Ⅲ 世帯属性別にみた貯蓄・負債の状況 (stat.go.jp)
これによると貯蓄高の平均は2,342万円で、そのうち銀行預金が66.1%を占めており、残りは有価証券が16.6%、生命保険が16.6%となっています。
このうち有価証券は株式や投資信託が主体のようです。
一方、私の現時点の金融資産の構成は下記グラフのようになっています。
預金は67%と高齢者平均とほぼ同じです。(定期預金の割合がかなり多いですが)
一方、有価証券は24%と高齢者平均を上回っています。
ただし中身は全て国債で、株式や投資信託は含まれていません。安産第一の運用で今後の運用益は全く期待できませんが、金額が目減りするリスクもありません。(インフレが進めば実質価値が目減りするリスクはありますが)
株式や投資信託への投資は慎重に
私のところにも電話や郵便で銀行から投資信託の勧誘が届きますが、説明を聞くことなくお断りしています。金融情勢が大きく変わらない限りこの姿勢を変えるつもりはありません。

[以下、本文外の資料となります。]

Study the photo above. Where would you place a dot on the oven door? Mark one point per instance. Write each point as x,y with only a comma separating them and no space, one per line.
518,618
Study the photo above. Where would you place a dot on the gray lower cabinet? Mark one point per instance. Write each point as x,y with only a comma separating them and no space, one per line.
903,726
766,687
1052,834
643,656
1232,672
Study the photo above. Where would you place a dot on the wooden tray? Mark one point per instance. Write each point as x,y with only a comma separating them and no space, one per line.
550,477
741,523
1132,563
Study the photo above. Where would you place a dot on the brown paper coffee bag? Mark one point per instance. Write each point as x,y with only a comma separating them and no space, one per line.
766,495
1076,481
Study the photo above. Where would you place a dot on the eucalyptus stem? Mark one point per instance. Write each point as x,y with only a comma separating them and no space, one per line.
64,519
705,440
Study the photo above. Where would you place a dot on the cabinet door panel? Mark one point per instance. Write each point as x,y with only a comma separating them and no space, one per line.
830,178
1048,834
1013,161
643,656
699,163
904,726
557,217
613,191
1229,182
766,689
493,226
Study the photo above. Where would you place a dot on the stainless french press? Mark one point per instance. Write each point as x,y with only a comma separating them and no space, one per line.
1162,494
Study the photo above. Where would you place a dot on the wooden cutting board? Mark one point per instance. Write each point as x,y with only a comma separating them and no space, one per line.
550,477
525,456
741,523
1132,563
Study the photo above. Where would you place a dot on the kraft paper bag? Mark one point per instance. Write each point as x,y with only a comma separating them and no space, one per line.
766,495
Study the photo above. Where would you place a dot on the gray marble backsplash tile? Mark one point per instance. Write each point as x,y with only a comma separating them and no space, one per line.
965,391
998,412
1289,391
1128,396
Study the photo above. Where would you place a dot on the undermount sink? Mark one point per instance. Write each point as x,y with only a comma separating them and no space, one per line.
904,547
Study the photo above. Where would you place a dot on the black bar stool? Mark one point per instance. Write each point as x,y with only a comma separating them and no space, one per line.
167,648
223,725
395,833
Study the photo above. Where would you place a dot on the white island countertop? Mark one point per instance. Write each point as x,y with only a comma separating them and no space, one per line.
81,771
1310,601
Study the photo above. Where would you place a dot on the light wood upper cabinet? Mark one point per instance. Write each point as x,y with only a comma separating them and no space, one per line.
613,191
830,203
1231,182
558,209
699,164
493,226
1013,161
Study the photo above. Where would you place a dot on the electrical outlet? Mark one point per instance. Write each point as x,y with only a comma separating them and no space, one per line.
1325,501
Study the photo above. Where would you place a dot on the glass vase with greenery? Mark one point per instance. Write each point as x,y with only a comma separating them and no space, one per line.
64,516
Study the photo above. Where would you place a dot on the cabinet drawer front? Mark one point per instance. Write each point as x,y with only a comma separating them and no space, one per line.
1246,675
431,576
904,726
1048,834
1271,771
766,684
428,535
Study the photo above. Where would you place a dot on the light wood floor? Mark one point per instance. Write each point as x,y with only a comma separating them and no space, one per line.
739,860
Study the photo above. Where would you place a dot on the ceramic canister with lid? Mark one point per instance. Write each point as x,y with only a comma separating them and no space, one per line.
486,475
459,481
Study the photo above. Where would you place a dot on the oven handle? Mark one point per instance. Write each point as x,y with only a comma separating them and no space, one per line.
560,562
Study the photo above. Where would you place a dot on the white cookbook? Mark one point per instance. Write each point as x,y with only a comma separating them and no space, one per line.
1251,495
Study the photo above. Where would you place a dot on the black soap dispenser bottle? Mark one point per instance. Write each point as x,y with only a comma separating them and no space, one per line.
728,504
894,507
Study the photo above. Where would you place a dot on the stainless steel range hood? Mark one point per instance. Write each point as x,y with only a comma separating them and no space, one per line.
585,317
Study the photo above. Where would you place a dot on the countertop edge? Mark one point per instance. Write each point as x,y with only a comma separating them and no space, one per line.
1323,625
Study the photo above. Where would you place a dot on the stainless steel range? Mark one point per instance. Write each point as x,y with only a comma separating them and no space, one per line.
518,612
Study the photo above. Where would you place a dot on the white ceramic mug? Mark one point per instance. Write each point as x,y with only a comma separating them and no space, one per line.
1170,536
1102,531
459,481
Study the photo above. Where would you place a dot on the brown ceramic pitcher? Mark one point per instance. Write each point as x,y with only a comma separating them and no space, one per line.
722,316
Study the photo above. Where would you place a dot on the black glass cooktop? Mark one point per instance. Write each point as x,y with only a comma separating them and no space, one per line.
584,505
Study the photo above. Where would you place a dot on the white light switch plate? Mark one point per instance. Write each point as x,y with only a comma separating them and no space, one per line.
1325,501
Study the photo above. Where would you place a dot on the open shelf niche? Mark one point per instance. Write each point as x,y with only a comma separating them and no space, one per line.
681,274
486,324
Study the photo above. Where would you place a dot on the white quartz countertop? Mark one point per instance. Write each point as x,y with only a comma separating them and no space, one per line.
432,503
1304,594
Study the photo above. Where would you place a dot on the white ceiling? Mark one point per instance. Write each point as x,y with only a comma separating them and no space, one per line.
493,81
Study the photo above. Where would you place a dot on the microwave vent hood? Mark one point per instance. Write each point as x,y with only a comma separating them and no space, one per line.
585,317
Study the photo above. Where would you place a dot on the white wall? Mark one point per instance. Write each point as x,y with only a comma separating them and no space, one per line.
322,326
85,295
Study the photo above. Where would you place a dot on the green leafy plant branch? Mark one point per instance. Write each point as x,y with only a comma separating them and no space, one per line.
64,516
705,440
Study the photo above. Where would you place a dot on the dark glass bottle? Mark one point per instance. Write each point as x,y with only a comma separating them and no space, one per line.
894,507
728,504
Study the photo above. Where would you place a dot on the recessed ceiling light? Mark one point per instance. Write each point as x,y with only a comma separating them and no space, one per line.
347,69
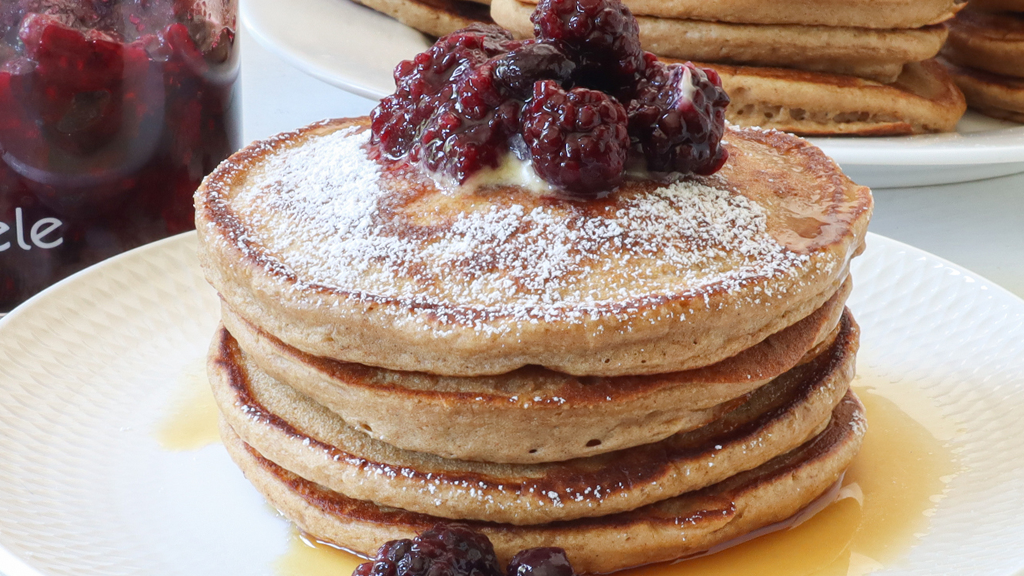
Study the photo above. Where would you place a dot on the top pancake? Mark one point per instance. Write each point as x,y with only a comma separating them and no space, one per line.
306,238
857,13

第一の理由は私なりに老後の生活資金を確保しており、あえてリスクを取ってまで資金を増やすことにこだわっていないことがあります。
想定外に長生きすると老後資金もより多く必要ですが、それに対処するため年金受給を4年間繰下げました。これで年間の収支は黒字化できます。妻の介護費用がありますが、特別障害者手当や障害年金、痴ほう介護保険等で十分カバーできます。

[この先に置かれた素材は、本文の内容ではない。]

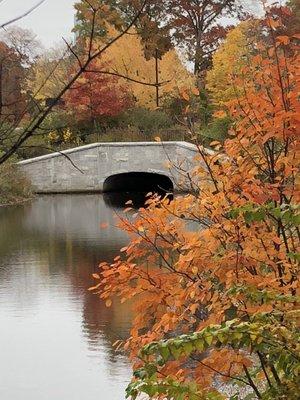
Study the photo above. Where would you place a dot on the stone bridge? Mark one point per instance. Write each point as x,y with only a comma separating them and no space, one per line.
109,167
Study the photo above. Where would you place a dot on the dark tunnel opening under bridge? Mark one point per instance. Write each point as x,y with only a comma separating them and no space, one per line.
120,188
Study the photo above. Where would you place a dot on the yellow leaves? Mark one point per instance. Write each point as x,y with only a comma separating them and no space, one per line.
220,114
274,24
108,303
185,95
196,91
285,40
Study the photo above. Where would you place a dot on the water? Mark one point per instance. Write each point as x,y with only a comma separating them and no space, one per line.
55,336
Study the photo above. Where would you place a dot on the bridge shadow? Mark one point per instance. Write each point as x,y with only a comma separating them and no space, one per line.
120,188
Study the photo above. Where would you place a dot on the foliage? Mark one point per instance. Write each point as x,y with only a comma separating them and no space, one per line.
95,96
193,25
11,77
215,273
230,59
147,121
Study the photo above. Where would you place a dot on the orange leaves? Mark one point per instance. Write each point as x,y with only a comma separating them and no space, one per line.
209,255
283,40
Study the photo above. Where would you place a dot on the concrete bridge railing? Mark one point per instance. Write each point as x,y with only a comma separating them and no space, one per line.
96,163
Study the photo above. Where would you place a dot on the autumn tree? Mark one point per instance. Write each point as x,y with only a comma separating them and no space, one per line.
215,273
23,129
11,78
230,59
95,96
194,26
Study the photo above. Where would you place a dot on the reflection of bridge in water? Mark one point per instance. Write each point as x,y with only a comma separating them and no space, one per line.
113,167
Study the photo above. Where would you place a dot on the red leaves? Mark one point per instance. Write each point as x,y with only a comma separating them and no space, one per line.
97,95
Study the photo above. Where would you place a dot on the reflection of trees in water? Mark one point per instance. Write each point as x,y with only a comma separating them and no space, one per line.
62,247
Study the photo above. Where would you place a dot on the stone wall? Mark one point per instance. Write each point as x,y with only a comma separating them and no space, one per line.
56,173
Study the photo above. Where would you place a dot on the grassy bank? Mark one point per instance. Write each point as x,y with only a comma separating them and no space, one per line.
14,186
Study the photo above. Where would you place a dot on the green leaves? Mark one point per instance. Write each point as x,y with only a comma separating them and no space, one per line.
289,214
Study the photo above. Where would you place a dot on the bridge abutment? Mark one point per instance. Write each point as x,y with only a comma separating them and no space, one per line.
89,168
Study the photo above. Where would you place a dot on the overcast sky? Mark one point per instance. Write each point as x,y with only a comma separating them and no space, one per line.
52,20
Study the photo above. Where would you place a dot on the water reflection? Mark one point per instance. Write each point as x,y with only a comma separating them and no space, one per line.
56,337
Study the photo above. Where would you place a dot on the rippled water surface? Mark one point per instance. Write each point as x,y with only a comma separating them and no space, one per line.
55,336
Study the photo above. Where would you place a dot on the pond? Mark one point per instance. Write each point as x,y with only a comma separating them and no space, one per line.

今ある貯蓄は将来介護施設に入所したり、入院したり等不慮の出費に備えてのものです。大事なことは目減りさせないことになります。
もう一つの理由は将来的な認知症や相続に備えてのものです。軽い認知症でも株式の売買等投資判断が鈍ってしまいます。認知症と判定されれば株式の売買はできません。預金も同様ですが、預金は金額が変わらないのに対し、株式は株価が下落しても持ち続けるしかありません。

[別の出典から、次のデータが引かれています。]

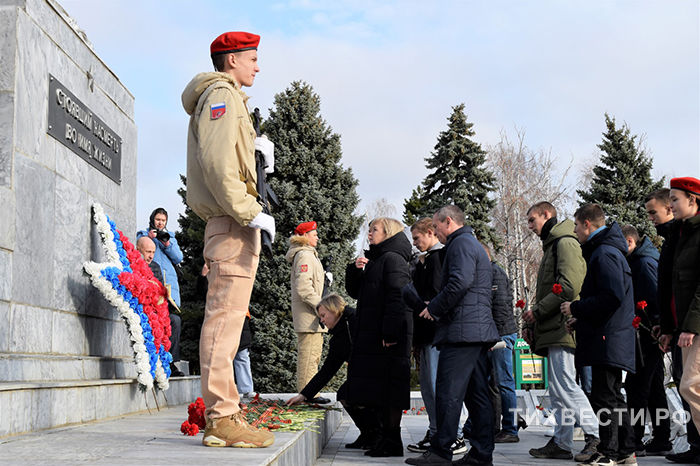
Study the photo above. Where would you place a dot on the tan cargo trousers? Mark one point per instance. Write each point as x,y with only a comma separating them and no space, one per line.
309,349
231,252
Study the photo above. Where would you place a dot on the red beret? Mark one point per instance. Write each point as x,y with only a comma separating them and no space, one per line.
305,227
236,41
688,183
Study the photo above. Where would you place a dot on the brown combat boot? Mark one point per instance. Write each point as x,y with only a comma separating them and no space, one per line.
234,431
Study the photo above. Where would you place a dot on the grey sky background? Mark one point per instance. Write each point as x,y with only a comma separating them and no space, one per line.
389,72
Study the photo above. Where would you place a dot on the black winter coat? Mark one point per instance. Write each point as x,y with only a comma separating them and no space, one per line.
462,309
379,376
643,262
339,349
427,278
604,331
502,301
679,278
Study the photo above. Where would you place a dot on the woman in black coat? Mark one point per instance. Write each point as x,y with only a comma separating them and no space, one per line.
379,370
341,321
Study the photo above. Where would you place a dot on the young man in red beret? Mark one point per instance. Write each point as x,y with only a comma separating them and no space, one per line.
221,189
307,290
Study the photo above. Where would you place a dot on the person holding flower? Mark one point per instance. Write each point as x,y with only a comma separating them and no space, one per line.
681,304
643,260
559,279
603,323
379,369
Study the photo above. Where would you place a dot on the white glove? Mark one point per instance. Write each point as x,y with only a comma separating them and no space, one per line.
267,148
265,222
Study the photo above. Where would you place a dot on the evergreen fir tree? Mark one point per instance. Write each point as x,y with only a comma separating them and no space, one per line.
192,284
457,176
622,179
311,184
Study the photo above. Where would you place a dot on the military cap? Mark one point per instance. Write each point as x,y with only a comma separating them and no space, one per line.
688,183
305,227
236,41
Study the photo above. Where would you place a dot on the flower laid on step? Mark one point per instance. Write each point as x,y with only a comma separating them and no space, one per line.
187,428
264,414
127,283
195,413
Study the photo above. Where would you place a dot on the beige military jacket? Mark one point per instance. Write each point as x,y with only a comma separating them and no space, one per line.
221,177
307,284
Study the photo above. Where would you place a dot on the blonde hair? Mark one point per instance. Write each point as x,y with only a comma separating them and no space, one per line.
391,226
334,303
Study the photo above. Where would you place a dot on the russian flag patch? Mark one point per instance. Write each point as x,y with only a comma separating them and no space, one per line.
218,110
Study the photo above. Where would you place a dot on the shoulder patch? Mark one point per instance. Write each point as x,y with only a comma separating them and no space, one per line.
218,110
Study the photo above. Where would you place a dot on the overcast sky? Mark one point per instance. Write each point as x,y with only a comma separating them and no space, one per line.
389,72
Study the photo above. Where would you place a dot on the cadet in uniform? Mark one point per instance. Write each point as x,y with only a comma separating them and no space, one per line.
221,189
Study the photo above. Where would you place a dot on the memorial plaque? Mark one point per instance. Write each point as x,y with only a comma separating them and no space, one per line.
80,130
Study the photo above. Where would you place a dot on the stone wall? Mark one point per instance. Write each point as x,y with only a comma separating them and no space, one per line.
53,325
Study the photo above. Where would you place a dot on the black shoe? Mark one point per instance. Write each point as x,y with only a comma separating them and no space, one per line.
175,372
503,437
654,448
691,456
551,451
422,446
590,449
429,459
319,400
521,422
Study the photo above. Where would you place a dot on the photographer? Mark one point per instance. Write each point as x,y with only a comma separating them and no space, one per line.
167,255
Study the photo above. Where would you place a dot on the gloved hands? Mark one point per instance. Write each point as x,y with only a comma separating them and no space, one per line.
265,222
267,148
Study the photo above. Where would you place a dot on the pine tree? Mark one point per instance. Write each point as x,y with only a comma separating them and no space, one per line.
192,285
311,184
458,176
622,179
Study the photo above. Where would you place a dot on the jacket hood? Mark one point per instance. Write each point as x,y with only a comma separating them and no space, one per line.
397,243
200,83
645,249
611,236
560,230
296,244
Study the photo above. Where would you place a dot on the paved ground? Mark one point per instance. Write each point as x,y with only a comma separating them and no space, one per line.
413,430
155,439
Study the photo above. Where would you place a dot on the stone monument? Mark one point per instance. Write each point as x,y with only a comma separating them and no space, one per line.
67,139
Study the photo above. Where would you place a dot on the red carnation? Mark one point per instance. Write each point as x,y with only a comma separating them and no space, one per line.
195,413
188,428
636,322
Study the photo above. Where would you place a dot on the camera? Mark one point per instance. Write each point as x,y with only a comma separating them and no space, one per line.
162,235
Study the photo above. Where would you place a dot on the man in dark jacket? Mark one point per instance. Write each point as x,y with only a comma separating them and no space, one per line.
147,248
603,322
464,332
643,260
562,267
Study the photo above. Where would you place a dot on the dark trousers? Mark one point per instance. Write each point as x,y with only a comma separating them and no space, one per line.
693,436
645,389
462,377
616,434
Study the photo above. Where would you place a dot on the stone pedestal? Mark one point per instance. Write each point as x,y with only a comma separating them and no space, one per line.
54,327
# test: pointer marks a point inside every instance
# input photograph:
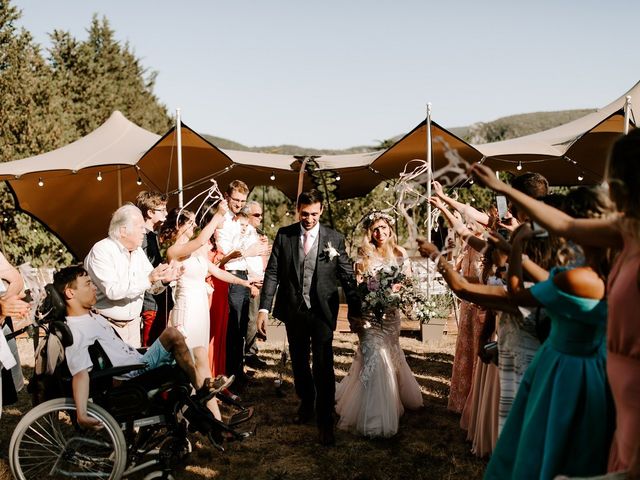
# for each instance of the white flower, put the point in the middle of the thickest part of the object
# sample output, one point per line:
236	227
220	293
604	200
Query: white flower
330	252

相続の際も遺産分割協議が終わらない限り株式の売却ができません。相続時の株式の評価は死亡時の株価(一定のルールがあります)が適用されるので、遺産分割協議が長引くと、その間に株価が下落するリスクがあります。
株式を相続する方法 評価額の算定で揉めないために | 相続会議 (asahi.com)
定期預金か普通預金か?
私が銀行に入った頃(50年近く前)は預金といえば定期預金でした。年利6~7%くらいの金利が付くのですから、金利の低い普通預金(当時は1%程度)には最低限の残高があれば十分でした。
今は定期預金といえどもほんの僅かしか金利は付きません。
金利だけをみたら定期預金に特段の魅力はありません。
さらに、預金保険制度の問題があります。
定期預金は1銀行につき元本1,000万円迄しか保護に対象になりません。(もし銀行が破綻したら、1,000万円迄が保護されます。)
これに対し、普通預金は決済用預金(利息が付かない)を選択すれば全額保護されます。
また普通預金はキャッシュカードを利用すればATMで気軽に現金を引き出すことができます。代理人カードを用意しておけば、本人が認知症になったり、要介護状態になって銀行に行けなくなっても家族が現金を引き出すことができます。(認知症であることを銀行に届けると預金が凍結されるので注意)
さらに口座振替や振込指定口座の指定も定期預金ではできません。
以上を考えると普通預金の方が定期預金より格段に便利で有利です。
冒頭の家計調査で通貨性預金(大半は普通預金)の割合が増え、定期預金が減っているのもこうしたことが影響していると思われます。
では私が定なぜ期預金の割合を多くしているのかというと、リスク管理のためです。
普通預金はATMで簡単に引き出せるためキャッシュカードの紛失・盗難の際に預金が引き出されてしまうおそれがあります。スキミングにより偽造カードで引き出される可能性もあります。
スキミングによる偽造キャッシュカード被害にご注意ください | 一般社団法人 全国銀行協会 (zenginkyo.or.jp)
またインターネットバンキングを利用する際もフィッシング等により暗証等の情報が盗まれ勝手に預金が引き落とされるおそれもあります。
これに対し定期預金の引き出しは窓口に本人が通帳と印鑑を持参するのが原則なので、犯罪にあうリスクは格段に小さくなります。(ちなみに私は定期預金通帳は全て貸金庫に入れています。)
なお、定期預金はインターネットバンキングでも満期日に引き落としは可能ですが、金融犯罪を避けるためには定期預金口座は登録しないのが無難です。
今のところは定期預金主体でいくつもりですが、認知症のリスクもあり、これから年を取るにつれ普通預金のウェイトを高めていくつもりではあります。